The strigolactones have the chemical formula as depicted in FIG. 1. Individual members of the strigolactones are strigol, sorgholactone, alectrol and orobanchol. The (tentative) identification of other strigolactones such as 1 dehydro- and 3 tetradehydro-strigol isomers and unknown strigolactones in the root exudates of sorghum and red clover demonstrate that probably (many) more members of this class exist that have not been discovered yet, and which have similar activity as the already described members.

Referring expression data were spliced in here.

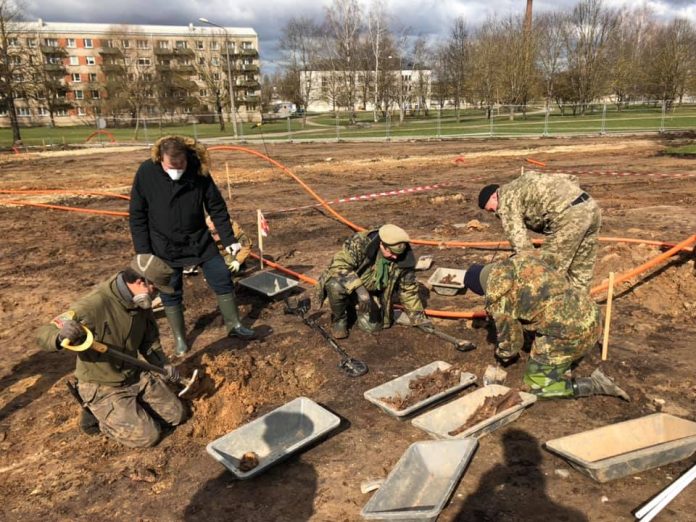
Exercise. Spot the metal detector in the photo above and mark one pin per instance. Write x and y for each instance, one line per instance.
(348, 365)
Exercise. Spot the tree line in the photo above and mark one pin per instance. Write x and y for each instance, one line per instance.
(571, 58)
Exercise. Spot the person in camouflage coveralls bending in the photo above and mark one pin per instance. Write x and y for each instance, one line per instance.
(370, 267)
(554, 205)
(526, 296)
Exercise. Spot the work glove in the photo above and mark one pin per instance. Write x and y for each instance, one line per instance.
(71, 330)
(233, 249)
(364, 300)
(172, 374)
(420, 319)
(234, 266)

“Isoprenoids” are molecules having a carbon skeleton derived from isoprene [CH2=C(CH3)CH═CH2], and are subdivided into groups based on their carbon number, e.g. C10 monoterpenes, C15 sesquiterpenes, C20 diterpenes, C25 sesterterpenes, C30 triterpenes, C40 tetraterpenes and C5n polyterpenes.

“Carotenoids” are C40 isoprenoids, derived from eight isoprene units whose order is inverted at the molecular center (FIG. 2). Carotenoids are classified by their chemical structure, with carotenes being hydrocarbons and oxycarotenoids or xanthophylls having additional oxygen. In addition, carotenoids can be classified as primary or secondary, where primary carotenoids are required in photosynthesis (β-carotene, violaxanthin and neoxanthin) whereas secondary carotenoids are localised in fruits and flowers (Delgado-Vargas et al., 2000, Crit. Rev Food Sci, 40, 173-289). “Apocarotenoids” are carotenoid degradation products, such as for example the fragrance volatiles α and β-ionone, the pigment bixin (annatto), the mycorrhiza-induced compounds mycorradicin and blumenin and the plant hormone abscisic acid.

“Carotenoid pathway” is the biosynthetic pathway of the carotenoids. This pathway starts from the condensation of two molecules of geranylgeranyl diphosphate to form the first C40 carotenoid molecule phytoene and ends at any enzymatic or non-enzymatic carotenoid cleavage step which leads to the formation of apocarotenoids (see above).

Whenever “Striga” is used we mean one or more of the Striga spp. Whenever “Orobanche” is used we mean one or more of the Orobanche spp. “Parasitic plants” or “parasitic weeds” refers thus to plant species of the genus Striga and/or Orobanche. The term “nucleic acid sequence” (or nucleic acid molecule) refers to a DNA or RNA molecule in single or double stranded form, particularly a DNA encoding a protein or protein fragment according to the invention. An “isolated nucleic acid sequence” refers to a nucleic acid sequence which is no longer in the natural environment from which it was isolated, e.g. the nucleic acid sequence in a bacterial host cell or in the plant nuclear or plastid genome.